On September 15, 2010, the Department of Justice (DOJ) announced that two individuals, both of Cuernavaca, Mexico, were indicted in Los Angeles for their alleged roles as intermediaries in a conspiracy to pay and to launder bribes to Mexican government officials at the Comisión Federal de Electricidad (CFE), a state-owned utility company and supplier of electricity in Mexico. According to the seven-count indictment, Enrique Faustino Aguilar Noriega, 56, was charged with conspiracy to violate the FCPA, FCPA violations, money-laundering conspiracy and money-laundering. Angela Maria Gomez Aguilar, 55, was charged with money laundering conspiracy and money-laundering.
The indictment alleges that Enrique and Angela Aguilar were directors of Grupo Internacional de Asesores S.A. (Grupo), a purported provider of sales representation services for companies doing business with CFE. According to the indictment, Grupo was engaged by an unidentified California-based manufacturer of emergency restoration systems and other equipment used by electrical utility companies to act as its sales representative in Mexico and to obtain contracts for it from CFE. Grupo then received a percentage of the revenue the California-based company realized from these contracts. The indictment alleges that many of the California-based company's clients were foreign, state-owned utilities, including CFE, which was one of the company’s most significant customers.
According to the DOJ press release, from approximately February 2002 until March 2009, Enrique Aguilar and his co-conspirators orchestrated a scheme through which Enrique Aguilar was paid a 30 percent commission on all the goods and services the California-based company sold to CFE, despite the fact that this was a significantly higher commission than previous sales representatives for the company had received. Enrique Aguilar’s co-conspirators allegedly understood that all or part of the 30 percent commission would be used to pay bribes to Mexican officials in exchange for CFE awarding contracts to the California-based company, and the costs of goods and services sold to CFE were increased by 30 percent to ensure the added commission cost was absorbed by CFE.
As part of this scheme, Enrique Aguilar allegedly caused fraudulent invoices to be submitted from Grupo to the California-based company for 30 percent of the contract price, after which a co-conspirator would wire money into Grupo’s brokerage account to be used to pay bribes.
The press release states that the Aguilars then allegedly laundered the money in the Grupo brokerage account to make concealed payments for the benefit of CFE officials. In addition, the indictment alleges that the Aguilars purchased a $1.8 million yacht and a $297,500 Ferrari for a CFE official, paid more than $170,000 worth of American Express bills for a CFE official, and sent approximately $600,000 to relatives of a CFE official.

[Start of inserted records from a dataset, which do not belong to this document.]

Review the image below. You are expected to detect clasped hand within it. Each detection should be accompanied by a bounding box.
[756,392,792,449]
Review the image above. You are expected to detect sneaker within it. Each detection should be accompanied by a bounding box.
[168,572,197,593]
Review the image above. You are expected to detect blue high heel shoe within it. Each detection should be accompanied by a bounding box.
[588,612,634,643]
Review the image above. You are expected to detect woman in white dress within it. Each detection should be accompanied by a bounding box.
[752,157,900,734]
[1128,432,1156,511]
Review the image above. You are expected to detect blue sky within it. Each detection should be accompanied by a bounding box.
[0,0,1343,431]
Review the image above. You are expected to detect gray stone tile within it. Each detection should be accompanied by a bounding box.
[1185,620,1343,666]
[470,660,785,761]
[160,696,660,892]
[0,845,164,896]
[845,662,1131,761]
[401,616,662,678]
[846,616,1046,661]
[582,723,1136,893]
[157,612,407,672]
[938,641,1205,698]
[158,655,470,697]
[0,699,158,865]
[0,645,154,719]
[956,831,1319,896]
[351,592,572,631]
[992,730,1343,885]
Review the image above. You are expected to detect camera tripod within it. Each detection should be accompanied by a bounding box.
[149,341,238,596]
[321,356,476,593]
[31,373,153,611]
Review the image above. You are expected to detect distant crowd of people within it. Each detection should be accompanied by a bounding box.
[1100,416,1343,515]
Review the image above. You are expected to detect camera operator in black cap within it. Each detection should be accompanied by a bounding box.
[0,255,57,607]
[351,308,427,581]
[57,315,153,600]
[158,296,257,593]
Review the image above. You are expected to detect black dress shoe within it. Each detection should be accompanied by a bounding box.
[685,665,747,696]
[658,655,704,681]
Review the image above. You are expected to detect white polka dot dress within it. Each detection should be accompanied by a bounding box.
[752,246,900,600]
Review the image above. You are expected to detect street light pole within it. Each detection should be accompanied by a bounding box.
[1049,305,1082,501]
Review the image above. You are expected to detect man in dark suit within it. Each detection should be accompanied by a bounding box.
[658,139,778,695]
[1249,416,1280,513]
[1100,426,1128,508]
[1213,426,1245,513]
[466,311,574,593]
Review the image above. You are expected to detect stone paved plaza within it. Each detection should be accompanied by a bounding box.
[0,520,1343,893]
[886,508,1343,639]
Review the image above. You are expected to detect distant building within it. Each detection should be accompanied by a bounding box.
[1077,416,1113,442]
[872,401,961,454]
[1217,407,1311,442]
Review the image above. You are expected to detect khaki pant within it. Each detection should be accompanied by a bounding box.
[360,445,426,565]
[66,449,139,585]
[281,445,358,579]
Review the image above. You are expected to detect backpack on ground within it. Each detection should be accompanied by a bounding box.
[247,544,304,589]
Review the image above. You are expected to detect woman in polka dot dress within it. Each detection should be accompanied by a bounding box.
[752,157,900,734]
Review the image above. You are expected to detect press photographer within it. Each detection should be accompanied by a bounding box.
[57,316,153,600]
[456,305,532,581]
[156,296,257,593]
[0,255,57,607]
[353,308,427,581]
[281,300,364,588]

Angela Aguilar was arrested on Aug. 10, 2010, on a criminal complaint when she travelled to Houston from Mexico. She was ordered detained and removed to the Central District of California, where she remains in custody. As noted in the DOJ press release, an indictment is merely an accusation, and defendants are presumed innocent until and unless proven guilty beyond a reasonable doubt.
Enrique Aguilar faces a penalties of five years in prison in addition to criminal fines for the FCPA conspiracy count and each of the four substantive FCPA counts, and the conspiracy and substantive money laundering counts each carry a maximum penalty of 20 years in prison. The government is also seeking criminal forfeiture.